私はあん肝が好きだ。
魚屋さんで見かけると3パックは買い、お寿司屋さんではあん肝軍艦を4皿食べ、飲食店のメニューにあると絶対に頼む。あの魅惑的なオレンジ色を思い出すだけで涎が溢れる。肝心のあんこうはそんなに食べたことはないが、あん肝の味は忘れたことはない。
昨晩、普段あまり行かないスーパーに行ったら、鮮魚コーナーに生のあん肝が3パック置いてあった。しかも半額のシールが貼られていたので、ニコニコしながら買い占めた。
爆速で帰宅し、下処理をして、ラップで包んで軽く形を整えて炊飯器で蒸した。蒸し機能がある炊飯器は楽でいい。蒸し上がるまでの時間、とにかく暇だった。しかも、蒸し上がっても冷やさなくてはいけない。つまるところ、すぐに食べられるわけではない。暇すぎる上にウキウキなあまり、キッチンで腰を左右に振って踊ってしまう悲しきモンスターと化してしまった。こういう時、咎める人も呆れる人もいないので、一人暮らしというのは気楽でいい。

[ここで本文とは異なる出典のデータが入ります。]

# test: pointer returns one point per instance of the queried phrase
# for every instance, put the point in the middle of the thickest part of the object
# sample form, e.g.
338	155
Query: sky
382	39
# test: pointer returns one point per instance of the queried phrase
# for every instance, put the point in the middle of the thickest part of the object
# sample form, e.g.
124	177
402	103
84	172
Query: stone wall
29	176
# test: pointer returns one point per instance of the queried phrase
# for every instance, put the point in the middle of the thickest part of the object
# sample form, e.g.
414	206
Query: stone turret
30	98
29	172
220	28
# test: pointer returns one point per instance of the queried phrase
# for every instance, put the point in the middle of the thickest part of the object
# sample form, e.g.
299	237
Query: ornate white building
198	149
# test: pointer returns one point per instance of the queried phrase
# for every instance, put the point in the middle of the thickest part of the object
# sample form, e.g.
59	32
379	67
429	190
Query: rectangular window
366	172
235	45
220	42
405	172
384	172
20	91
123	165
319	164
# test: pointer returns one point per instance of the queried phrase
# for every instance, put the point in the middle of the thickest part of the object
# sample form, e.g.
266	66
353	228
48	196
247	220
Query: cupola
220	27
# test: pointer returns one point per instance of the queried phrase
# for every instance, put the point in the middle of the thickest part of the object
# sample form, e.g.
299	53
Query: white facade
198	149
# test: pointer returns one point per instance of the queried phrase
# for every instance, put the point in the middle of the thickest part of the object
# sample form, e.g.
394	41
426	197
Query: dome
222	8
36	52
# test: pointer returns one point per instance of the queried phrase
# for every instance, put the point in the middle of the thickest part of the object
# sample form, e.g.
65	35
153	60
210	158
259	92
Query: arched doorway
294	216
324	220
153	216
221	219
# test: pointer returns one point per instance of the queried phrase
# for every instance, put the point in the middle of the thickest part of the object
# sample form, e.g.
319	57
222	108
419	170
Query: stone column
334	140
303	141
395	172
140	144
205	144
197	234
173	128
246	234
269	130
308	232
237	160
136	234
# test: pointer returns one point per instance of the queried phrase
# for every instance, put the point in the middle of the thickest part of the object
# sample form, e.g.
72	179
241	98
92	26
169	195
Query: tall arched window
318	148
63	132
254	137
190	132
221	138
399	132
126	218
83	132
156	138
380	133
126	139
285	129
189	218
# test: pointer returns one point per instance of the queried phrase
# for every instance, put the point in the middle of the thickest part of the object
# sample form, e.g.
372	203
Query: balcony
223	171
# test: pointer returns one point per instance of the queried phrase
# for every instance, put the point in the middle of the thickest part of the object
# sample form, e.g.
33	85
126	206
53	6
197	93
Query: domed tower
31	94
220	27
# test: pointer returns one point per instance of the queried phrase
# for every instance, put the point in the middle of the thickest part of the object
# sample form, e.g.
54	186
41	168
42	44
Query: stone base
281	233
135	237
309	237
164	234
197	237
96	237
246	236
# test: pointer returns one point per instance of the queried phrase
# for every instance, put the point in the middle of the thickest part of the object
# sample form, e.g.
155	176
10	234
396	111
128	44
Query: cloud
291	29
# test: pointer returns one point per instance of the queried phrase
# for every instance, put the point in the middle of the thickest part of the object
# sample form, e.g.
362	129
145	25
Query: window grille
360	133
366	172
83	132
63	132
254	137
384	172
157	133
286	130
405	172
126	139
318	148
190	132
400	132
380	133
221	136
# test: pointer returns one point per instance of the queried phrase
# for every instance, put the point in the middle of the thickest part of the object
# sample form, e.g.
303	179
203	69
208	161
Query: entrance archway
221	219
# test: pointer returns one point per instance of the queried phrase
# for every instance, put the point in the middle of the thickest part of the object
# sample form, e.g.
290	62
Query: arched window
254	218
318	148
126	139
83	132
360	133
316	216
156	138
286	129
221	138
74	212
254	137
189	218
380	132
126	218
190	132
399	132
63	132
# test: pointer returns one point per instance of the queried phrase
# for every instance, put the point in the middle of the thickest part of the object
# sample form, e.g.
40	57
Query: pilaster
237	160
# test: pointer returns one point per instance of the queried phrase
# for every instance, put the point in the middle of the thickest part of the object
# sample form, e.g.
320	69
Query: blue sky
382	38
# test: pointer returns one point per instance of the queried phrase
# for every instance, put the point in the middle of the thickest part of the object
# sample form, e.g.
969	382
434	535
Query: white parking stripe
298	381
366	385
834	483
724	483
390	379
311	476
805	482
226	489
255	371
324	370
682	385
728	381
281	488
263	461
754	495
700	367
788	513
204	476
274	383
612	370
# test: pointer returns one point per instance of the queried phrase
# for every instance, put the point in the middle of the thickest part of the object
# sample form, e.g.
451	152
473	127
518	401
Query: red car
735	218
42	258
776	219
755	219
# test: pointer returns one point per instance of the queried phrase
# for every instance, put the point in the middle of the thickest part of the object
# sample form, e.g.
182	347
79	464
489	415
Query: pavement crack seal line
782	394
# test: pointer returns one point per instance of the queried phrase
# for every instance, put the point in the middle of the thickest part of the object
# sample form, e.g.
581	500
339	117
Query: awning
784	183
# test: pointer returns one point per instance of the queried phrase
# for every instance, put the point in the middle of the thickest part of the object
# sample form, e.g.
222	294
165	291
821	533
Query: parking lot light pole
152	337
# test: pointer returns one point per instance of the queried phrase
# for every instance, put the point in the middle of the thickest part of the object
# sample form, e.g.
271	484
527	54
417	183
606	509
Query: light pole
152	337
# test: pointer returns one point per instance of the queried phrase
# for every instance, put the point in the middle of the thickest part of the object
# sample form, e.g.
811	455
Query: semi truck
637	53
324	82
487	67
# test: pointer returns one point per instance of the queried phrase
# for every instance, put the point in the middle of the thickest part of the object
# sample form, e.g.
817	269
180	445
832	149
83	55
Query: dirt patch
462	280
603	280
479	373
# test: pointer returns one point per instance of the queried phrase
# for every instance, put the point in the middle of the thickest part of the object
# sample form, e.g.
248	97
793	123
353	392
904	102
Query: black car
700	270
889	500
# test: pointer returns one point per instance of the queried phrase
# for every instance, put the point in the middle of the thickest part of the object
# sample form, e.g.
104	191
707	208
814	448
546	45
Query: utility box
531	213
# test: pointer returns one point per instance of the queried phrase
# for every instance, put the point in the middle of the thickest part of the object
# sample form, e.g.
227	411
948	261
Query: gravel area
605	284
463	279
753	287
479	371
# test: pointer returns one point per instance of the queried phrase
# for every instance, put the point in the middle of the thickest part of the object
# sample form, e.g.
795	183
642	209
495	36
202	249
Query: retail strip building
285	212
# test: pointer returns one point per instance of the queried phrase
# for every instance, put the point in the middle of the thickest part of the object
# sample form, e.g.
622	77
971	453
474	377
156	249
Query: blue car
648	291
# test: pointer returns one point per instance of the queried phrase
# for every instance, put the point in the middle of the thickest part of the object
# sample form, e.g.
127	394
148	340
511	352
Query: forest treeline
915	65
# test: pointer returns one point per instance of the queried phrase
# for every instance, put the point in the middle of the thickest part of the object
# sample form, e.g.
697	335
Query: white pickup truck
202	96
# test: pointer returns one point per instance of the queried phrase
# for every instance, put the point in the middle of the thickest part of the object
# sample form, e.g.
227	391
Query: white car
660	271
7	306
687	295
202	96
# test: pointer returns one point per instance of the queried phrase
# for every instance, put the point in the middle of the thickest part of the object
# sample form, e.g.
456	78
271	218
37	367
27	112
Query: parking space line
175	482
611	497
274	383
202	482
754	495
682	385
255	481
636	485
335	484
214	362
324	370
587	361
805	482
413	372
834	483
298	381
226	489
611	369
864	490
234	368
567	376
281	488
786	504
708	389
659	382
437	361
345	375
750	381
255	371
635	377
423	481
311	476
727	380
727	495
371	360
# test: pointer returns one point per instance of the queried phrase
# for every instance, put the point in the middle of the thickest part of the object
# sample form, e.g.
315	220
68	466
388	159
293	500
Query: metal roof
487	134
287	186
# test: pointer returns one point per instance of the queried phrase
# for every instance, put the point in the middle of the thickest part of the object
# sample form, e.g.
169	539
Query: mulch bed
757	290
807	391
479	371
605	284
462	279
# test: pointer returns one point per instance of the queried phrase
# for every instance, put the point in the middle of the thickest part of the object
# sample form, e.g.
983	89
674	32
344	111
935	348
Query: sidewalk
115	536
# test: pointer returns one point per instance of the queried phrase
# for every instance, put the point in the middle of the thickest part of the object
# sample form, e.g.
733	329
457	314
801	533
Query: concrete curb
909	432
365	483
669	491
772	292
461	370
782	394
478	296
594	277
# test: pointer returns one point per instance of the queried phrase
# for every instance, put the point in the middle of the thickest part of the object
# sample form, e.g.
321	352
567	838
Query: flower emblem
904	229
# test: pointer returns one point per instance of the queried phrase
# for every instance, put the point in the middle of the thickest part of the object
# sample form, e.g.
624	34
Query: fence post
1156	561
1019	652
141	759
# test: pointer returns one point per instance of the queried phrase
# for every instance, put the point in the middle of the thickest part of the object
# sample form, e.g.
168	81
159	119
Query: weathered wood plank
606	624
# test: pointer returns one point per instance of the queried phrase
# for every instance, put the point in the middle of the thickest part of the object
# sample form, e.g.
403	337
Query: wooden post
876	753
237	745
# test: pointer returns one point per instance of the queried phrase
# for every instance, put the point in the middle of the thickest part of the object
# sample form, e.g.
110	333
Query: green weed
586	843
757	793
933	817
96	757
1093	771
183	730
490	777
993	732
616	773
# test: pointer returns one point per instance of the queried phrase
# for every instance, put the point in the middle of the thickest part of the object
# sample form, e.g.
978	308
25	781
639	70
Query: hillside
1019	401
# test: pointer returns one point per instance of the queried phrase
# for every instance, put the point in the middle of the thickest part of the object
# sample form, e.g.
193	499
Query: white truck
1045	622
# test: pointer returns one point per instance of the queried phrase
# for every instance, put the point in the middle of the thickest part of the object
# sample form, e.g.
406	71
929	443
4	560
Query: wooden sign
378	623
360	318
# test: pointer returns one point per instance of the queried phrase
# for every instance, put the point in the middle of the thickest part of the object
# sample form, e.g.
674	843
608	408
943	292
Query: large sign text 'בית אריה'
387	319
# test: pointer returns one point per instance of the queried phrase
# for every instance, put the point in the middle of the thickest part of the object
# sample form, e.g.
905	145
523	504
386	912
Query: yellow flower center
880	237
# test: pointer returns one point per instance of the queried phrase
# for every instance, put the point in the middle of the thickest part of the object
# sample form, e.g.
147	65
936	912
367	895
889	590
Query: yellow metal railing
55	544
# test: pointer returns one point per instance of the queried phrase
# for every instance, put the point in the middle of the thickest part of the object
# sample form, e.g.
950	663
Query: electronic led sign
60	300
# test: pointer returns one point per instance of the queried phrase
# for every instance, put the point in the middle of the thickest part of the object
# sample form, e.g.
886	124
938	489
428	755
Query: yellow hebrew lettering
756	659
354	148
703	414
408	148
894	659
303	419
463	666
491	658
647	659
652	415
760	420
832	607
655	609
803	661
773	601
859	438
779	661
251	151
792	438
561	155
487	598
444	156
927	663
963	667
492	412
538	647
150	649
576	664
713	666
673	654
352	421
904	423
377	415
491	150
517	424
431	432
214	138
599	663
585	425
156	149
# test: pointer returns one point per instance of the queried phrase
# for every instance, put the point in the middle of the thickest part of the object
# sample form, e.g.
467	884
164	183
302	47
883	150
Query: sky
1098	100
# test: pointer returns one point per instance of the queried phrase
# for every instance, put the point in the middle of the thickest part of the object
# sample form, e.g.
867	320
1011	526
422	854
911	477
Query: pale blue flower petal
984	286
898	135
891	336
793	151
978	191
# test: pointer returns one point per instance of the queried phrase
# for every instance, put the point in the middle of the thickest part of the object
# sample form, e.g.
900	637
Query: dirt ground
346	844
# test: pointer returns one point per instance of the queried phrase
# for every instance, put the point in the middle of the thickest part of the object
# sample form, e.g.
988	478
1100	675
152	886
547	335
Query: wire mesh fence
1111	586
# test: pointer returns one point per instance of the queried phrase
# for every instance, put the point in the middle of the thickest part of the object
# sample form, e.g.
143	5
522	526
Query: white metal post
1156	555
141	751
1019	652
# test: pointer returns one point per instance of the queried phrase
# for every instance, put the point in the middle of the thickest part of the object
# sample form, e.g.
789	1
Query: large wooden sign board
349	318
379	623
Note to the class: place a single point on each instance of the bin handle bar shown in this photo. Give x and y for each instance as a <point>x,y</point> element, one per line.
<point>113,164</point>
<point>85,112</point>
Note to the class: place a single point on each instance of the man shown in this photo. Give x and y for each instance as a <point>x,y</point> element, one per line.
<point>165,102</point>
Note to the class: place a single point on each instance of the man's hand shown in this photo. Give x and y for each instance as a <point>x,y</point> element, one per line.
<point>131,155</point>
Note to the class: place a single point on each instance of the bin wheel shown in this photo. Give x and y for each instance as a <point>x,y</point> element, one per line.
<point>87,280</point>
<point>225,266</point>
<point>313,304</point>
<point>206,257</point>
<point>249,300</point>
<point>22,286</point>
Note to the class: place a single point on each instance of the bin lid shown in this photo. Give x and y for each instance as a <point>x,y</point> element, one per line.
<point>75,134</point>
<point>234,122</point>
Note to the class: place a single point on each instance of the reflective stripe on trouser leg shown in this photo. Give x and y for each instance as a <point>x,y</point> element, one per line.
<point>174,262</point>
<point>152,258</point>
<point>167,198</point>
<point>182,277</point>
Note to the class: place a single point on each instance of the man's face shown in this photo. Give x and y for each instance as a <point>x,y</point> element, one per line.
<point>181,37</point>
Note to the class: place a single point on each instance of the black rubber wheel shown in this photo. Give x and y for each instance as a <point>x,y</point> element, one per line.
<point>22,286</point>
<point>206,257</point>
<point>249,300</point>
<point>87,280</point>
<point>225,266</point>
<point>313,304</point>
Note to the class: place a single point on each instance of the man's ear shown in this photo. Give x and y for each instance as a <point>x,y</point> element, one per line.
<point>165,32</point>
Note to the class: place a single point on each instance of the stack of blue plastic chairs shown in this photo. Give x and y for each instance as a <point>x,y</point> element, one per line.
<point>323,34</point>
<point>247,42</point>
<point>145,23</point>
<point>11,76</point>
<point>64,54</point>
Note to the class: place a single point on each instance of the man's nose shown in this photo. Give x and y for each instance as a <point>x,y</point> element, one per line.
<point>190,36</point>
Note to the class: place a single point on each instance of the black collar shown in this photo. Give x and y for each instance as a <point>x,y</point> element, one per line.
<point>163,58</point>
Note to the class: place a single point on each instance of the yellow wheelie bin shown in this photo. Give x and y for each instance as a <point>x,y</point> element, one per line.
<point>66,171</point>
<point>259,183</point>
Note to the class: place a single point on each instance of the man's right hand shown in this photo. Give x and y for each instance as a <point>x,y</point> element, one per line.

ほかほかのあん肝の粗熱を取り、冷蔵庫で冷やしている間に風呂に入った。多分、お酒が飲める人は「あん肝を肴に一杯やろう!」と考えるのかもしれない。私はお酒が飲めないが、それも楽しそうでいいなあと思う。
風呂から上がり、私もほかほかになり、いよいよその時がきた。ラップを剥がすと、結構鮮やかなオレンジ色になっていてホッとした。ポン酢をかけて一切れ食べると、生臭さもなく、なめらかでめちゃくちゃ美味しかった。気が付けば取り分けた分は消えていた。あっという間だった。もっと食べたかったが、これ以上食べたら「尿酸値激高婦人」に改名しなくてはならないと自身を律し、あん肝には冷蔵庫にご退場いただいた。
そのあと色々やって床に就いたのだが、あん肝の下処理を丹念にしたから記憶に残っていたのか、はたまた美味しかったからなのかわからないが、今朝『ポケモンスリープ』の録音データを聞いてみたら、寝言で「あん肝……」と言っていて朝から声を出して笑った。